Labour Will Breach Manifesto Pledge With Tax Hike, Top Think-Tank Says

A cabinet minister appeared to confirm that Rachel Reeves will put up employers' National Insurance in the Budget.
Chancellor Rachel Reeves
Chancellor Rachel Reeves
via Associated Press

Labour would break a key election manifesto pledge if it goes ahead with a major tax hike in the Budget, according to a leading think-tank.

Business secretary Jonathan Reynolds appeared to confirm speculation that Rachel Reeves will increase the employers’ part of National Insurance on October 30.

In the run-up to the general election, Labour pledged not to increase National Insurance, income tax or VAT.

But Reynolds told Sky: “That pledge, it was taxes on working people, so it was specifically in the manifesto, a reference to employees and to income tax.”

However Paul Johnson of the Institute for Fiscal Studies (IFS) said putting up NI in any way would be a manifesto breach.

He told Times Radio: “It seems to me that would be a straightforward breach of a manifesto commitment.

“I went back and read the manifesto and it says very clearly we will not raise rates of national insurance.

“It doesn’t specify employee national insurance.”

The IFS already warned last week that taxes would need to be raised by £25 billion to meet Labour’s spending commitments and avoid heading back to austerity.

Johnson also told Times Radio today that parts of Labour’s manifesto would have to be broken to fulfil the government’s promise of growing the economy.

“I think if [Reeves] does want to raise genuinely significant amounts of money, then she almost certainly will have to breach that manifesto one way or another,” Johnson said. “And it’s probably less damaging to raise national insurance or income tax or VAT than it would be to try and get similar amounts in other ways.”

Johnson also suggested the real-life impact of such an increase on individual employers would probably be relatively small.

“Would this be dramatically damaging if it was another penny on national insurance?
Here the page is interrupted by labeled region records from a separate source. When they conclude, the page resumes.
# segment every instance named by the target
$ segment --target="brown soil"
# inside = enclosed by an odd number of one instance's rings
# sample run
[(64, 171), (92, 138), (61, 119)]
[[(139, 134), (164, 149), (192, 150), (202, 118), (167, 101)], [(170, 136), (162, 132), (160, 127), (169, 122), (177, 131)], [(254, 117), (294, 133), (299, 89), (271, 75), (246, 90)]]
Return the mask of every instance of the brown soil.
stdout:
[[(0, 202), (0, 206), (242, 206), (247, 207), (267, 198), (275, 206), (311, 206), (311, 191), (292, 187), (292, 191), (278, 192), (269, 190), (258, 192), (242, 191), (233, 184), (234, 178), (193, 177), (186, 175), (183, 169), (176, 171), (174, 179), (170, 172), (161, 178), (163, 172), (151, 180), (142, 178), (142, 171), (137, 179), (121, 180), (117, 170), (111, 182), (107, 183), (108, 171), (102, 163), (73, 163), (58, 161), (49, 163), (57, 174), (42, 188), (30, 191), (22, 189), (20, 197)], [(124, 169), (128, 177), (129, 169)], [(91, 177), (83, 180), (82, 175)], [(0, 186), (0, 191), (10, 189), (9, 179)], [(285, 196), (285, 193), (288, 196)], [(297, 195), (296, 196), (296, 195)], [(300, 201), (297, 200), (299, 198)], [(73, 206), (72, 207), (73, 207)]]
I mean, frankly, probably not,” he said. “They would raise significant amounts of money as well, employer national insurance, one penny gets you something like £16-17 billion a year.
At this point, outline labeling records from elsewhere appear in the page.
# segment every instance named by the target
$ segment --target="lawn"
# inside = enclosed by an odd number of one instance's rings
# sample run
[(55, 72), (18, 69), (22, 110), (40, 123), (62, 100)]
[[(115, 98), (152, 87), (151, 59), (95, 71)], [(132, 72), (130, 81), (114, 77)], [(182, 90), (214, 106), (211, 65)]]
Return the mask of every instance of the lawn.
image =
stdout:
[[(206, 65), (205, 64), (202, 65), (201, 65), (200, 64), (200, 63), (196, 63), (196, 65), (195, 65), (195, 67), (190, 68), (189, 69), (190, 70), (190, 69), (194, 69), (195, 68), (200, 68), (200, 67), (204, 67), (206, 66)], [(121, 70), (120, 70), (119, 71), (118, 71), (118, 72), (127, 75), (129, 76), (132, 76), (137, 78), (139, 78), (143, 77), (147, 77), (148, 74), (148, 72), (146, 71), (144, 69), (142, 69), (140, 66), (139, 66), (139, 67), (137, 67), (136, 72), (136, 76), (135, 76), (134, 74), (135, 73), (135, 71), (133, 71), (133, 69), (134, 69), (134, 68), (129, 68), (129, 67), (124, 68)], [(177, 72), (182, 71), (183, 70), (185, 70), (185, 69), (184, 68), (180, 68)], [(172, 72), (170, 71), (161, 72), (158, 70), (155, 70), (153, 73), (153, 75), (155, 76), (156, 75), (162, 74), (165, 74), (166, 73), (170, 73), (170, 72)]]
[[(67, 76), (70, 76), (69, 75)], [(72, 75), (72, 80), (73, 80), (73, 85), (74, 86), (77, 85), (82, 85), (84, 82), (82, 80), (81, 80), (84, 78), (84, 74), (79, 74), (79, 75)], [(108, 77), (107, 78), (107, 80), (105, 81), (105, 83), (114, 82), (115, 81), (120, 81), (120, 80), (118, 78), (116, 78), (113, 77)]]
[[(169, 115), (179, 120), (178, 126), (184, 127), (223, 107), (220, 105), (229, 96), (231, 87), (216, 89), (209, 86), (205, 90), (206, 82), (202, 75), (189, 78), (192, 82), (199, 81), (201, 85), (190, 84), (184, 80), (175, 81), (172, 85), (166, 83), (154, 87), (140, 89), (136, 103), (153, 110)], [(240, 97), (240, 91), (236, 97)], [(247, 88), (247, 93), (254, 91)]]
“So it’s a big chunk of money from a relatively small proportionate change in a very big tax,” Johnson said.

His comments come as Labour kicks off its international investment summit this week in a bid to attract more business proposals to the UK.

The IFS chief suggested while such investment is “absolutely vital for the economy”, he cast doubt on just how much of an effect it would have.
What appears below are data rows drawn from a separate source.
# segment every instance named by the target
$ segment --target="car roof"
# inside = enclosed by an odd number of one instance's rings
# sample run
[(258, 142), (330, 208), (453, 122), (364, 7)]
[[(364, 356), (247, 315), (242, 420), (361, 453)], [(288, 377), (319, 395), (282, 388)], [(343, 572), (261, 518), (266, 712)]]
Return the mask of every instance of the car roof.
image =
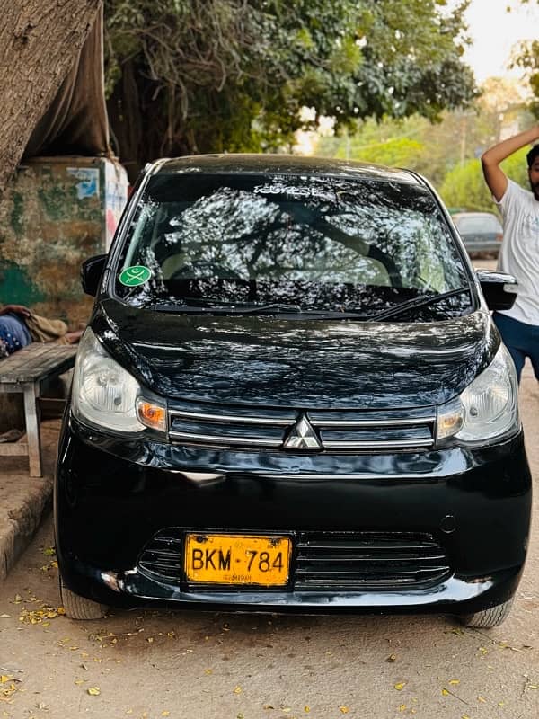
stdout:
[(163, 158), (147, 167), (152, 174), (181, 173), (245, 173), (253, 174), (331, 175), (369, 178), (423, 184), (423, 178), (408, 170), (349, 160), (265, 153), (192, 155)]
[(455, 212), (452, 217), (453, 219), (459, 219), (460, 217), (496, 217), (499, 221), (499, 217), (494, 212)]

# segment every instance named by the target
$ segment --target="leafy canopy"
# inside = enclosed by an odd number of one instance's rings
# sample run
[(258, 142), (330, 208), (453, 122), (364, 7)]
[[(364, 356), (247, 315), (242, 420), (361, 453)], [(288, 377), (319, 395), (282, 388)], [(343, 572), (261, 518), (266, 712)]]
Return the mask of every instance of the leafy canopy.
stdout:
[[(475, 96), (464, 12), (445, 0), (105, 0), (120, 156), (287, 147), (321, 115), (419, 113)], [(302, 108), (314, 109), (305, 120)]]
“But is this a sort of sudden one-off surge, which is going to make an enormous difference over the next few years relative to the last few years?” Johnson said.

“I think that’s less likely. I think this is the sort of investment that you need just to keep the economy going.”

Asked whether employers’ National Insurance will go up, the prime minister’s spokesman said he would not comment on “speculation”.

But he added: “The government inherited a £22 billion black hole in the public finances, which will require difficult decisions to fix the foundations of the economy so we can rebuild Britain and make every part of the country better off.”